A expressão "não for intentada" exige inércia do MP. No caso, o MP intentou a ação penal? Não, mas não por omissão: ele promoveu o arquivamento, que é um ato processual. Portanto, a condição para a subsidiária não se verificou. A via correta seria o art. 28, §1º do CPP, que prevê o prazo de 30 dias para a vítima submeter o arquivamento à revisão da instância ministerial competente.
Alternativa B — ❌ Incorreta
A alternativa diz que a ação deveria ser recebida porque a vítima tem direito de rever a promoção de arquivamento. De fato, a vítima tem esse direito (art. 28, §1º CPP), mas não por meio da ação penal privada subsidiária. O instrumento correto é a revisão do arquivamento perante o órgão superior do MP. A ação subsidiária é um remédio específico para a inatividade do MP, não para o descontentamento com o arquivamento.

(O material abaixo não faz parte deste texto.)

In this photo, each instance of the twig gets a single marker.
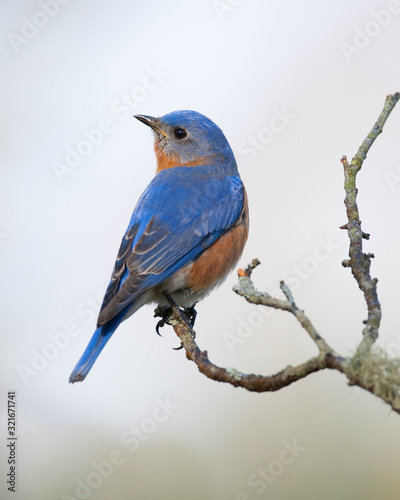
(360, 262)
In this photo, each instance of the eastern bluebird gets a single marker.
(186, 232)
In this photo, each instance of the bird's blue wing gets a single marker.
(183, 211)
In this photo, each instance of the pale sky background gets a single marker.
(317, 72)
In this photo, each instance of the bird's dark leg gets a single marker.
(165, 312)
(188, 315)
(191, 314)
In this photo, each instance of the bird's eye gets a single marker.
(180, 133)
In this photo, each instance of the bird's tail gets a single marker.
(99, 339)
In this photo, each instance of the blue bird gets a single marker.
(186, 232)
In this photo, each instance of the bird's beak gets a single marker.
(152, 122)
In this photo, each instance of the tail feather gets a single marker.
(99, 339)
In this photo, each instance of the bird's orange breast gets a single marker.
(216, 262)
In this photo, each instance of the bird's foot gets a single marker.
(186, 315)
(165, 312)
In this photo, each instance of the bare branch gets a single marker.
(360, 262)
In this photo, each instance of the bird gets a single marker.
(186, 233)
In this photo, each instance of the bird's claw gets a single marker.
(165, 312)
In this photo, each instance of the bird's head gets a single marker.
(187, 138)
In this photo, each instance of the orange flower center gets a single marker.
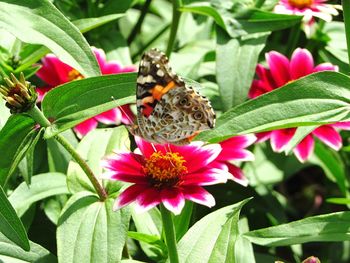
(164, 169)
(74, 75)
(300, 3)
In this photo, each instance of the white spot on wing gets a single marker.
(160, 73)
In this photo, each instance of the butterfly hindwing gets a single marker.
(167, 110)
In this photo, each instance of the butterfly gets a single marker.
(168, 111)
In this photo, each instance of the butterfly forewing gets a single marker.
(168, 111)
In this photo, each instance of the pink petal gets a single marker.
(237, 173)
(281, 138)
(111, 68)
(205, 177)
(199, 195)
(147, 199)
(129, 178)
(263, 136)
(266, 77)
(127, 115)
(173, 200)
(236, 155)
(304, 149)
(344, 125)
(301, 63)
(238, 142)
(112, 116)
(85, 127)
(124, 163)
(329, 136)
(232, 149)
(42, 91)
(325, 67)
(258, 88)
(197, 156)
(128, 195)
(100, 57)
(279, 67)
(147, 148)
(54, 72)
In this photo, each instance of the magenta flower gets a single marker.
(233, 149)
(166, 174)
(54, 72)
(281, 71)
(307, 8)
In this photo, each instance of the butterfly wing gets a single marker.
(168, 111)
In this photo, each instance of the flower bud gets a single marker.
(20, 95)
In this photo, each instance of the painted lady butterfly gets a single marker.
(168, 111)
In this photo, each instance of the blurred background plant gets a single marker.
(219, 44)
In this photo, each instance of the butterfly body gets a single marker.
(168, 111)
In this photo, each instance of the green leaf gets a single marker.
(58, 157)
(149, 239)
(43, 186)
(76, 101)
(313, 100)
(336, 45)
(244, 250)
(32, 53)
(51, 29)
(88, 224)
(29, 160)
(241, 19)
(10, 225)
(215, 243)
(87, 24)
(16, 138)
(299, 135)
(261, 21)
(233, 76)
(4, 113)
(10, 252)
(324, 228)
(182, 221)
(93, 147)
(332, 164)
(150, 224)
(205, 9)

Alternativa C — ❌ Incorreta
Afirma que a ação não deverá ser recebida porque o direito de queixa é indivisível (art. 48 CPP) e a vítima só ajuizou contra Rogério, deixando Furtado de fora. A indivisibilidade é uma regra importante da ação penal privada, mas não é o fundamento principal para a rejeição no caso concreto. O motivo central é o incabimento da subsidiária diante do arquivamento. Mesmo que a vítima tivesse incluído Furtado, a ação ainda seria incabível. Além disso, a indivisibilidade é um princípio que obriga a queixa a abranger todos os autores; mas, aqui, a ação já não encontra respaldo legal.
Art. 48CPP
Art. 48 — "A queixa contra qualquer dos autores do crime obrigará ao processo de todos, e o Ministério Público velará pela sua indivisibilidade."

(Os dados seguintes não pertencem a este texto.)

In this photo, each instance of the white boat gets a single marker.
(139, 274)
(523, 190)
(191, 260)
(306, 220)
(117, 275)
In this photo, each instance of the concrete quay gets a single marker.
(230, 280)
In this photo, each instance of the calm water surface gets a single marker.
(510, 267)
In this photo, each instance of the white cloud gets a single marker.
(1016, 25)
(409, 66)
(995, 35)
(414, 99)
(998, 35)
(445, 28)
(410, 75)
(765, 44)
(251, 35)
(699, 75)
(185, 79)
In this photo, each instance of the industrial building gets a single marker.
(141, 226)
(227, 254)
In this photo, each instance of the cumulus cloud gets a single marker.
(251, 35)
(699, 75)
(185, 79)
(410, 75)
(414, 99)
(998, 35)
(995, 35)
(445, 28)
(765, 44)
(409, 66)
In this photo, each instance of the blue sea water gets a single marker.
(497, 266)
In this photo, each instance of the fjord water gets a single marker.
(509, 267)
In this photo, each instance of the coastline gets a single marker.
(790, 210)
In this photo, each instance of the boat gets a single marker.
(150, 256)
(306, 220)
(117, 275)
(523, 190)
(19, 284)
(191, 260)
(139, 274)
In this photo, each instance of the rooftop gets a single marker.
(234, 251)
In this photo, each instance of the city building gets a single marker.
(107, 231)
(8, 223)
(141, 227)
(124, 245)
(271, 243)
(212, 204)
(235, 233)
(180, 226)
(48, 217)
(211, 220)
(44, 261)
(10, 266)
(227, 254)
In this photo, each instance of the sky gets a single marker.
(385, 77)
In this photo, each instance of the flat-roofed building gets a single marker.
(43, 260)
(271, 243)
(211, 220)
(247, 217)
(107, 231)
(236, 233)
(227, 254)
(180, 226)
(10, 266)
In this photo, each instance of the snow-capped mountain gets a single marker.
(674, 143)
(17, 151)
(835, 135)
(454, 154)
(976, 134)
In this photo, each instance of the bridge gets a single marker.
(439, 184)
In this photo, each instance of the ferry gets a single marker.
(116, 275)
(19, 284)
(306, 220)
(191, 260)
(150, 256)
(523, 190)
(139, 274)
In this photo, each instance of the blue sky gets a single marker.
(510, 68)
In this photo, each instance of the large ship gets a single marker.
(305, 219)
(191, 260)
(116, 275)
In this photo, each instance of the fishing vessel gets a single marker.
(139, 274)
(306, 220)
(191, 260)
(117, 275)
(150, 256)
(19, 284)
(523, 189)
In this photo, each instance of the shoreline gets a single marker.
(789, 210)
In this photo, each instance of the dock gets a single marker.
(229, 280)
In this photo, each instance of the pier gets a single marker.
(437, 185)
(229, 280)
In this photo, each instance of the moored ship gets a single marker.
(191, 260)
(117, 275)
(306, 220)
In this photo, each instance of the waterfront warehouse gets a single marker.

Portanto, a alternativa erra ao atribuir à indivisibilidade a causa do não recebimento, quando a verdadeira razão é a inexistência do direito de ação (falta de justa causa).
Alternativa D — ❌ Incorreta
Sustenta que a ação deveria ser recebida por suposta omissão do MP. No entanto, não houve omissão: o MP agiu dentro do prazo, promovendo o arquivamento. A omissão a que se refere o art. 29 CPP é a falta de qualquer manifestação (denúncia, diligências, arquivamento) no prazo legal. Como houve manifestação, descabe a subsidiária.
Alternativa E — ❌ Incorreta
Alega que a ação não deverá ser recebida por perempção e indivisibilidade. A perempção (art. 60 CPP) ocorre após o início da ação penal privada, quando o querelante deixa de promover o andamento (ex.: 30 dias sem impulso). Aqui, a ação sequer foi recebida; portanto, não há que se falar em perempção. A indivisibilidade, como já dito, não é a causa principal. A alternativa mistura dois institutos, mas o fundamento correto é o incabimento da subsidiária.
Art. 60CPP
Art. 60 — "Nos casos em que somente se procede mediante queixa, considerar-se-á perempta a ação penal:
I - quando, iniciada esta, o querelante deixar de promover o andamento do processo durante 30 dias seguidos; [...]"
NÃO CAIA NESSA!
A banca tenta fazer o candidato confundir arquivamento (MP age, mas de forma contrária ao desejo da vítima) com omissão (MP não age). Lembre-se: a ação penal privada subsidiária é remédio contra a inatividade; se o MP atuou (ainda que com promoção de arquivamento), a via é a revisão no próprio MP (art. 28, §1º, CPP). Fique atento também a alternativas que usam argumentos verdadeiros isoladamente (indivisibilidade, perempção), mas que não são a razão determinante para a rejeição. Na prova, sempre identifique o fundamento legal principal.